Ultrastructuur van Bot

Bot is een gespecialiseerd type bindweefsel. Het heeft een uniek histologisch uiterlijk, waardoor het zijn talrijke functies kan vervullen:

  • Hematopoëse – de vorming van bloedcellen uit hematopoietische stamcellen die zich in het beenmerg bevinden.
  • Opslag van vetten en mineralen – bot is een reservoir dat vetweefsel in het beenmerg en calcium in de hydroxyapatietkristallen bevat.
  • Ondersteuning – botten vormen het raamwerk en de vorm van het lichaam.
  • Bescherming – vooral het axiale skelet dat de belangrijkste organen van het lichaam omgeeft.

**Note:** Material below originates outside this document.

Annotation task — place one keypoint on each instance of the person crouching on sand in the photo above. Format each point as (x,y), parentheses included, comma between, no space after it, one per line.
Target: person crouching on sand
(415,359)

In dit artikel zullen we de ultrastructuur van het bot bekijken – zijn bestanddelen, structuur en ontwikkeling. We zullen ook onderzoeken hoe ziekte de structuur ervan kan beïnvloeden.

Bestanddelen van bot

Bot is een gespecialiseerde vorm van bindweefsel. Zoals elk bindweefsel kunnen de bestanddelen ervan worden onderverdeeld in cellulaire bestanddelen en de extracellulaire matrix.

Cellulaire bestanddelen

Fig 1.0 – Cellulaire bestanddelen van bot en hun functies.

Er zijn drie soorten cellen in bot:

  • Osteoblasten – Synthese van ongecalcificeerde/ongemineraliseerde extracellulaire matrix, osteoïd genaamd. Deze zal later verkalkt/gemineraliseerd worden om bot te vormen.
  • Osteocyten – Naarmate het osteoid mineraliseert, worden de osteoblasten ingekapseld tussen lamellen in lacunae waar ze uitgroeien tot osteocyten. Zij controleren vervolgens de mineralen en eiwitten om de botmassa te regelen.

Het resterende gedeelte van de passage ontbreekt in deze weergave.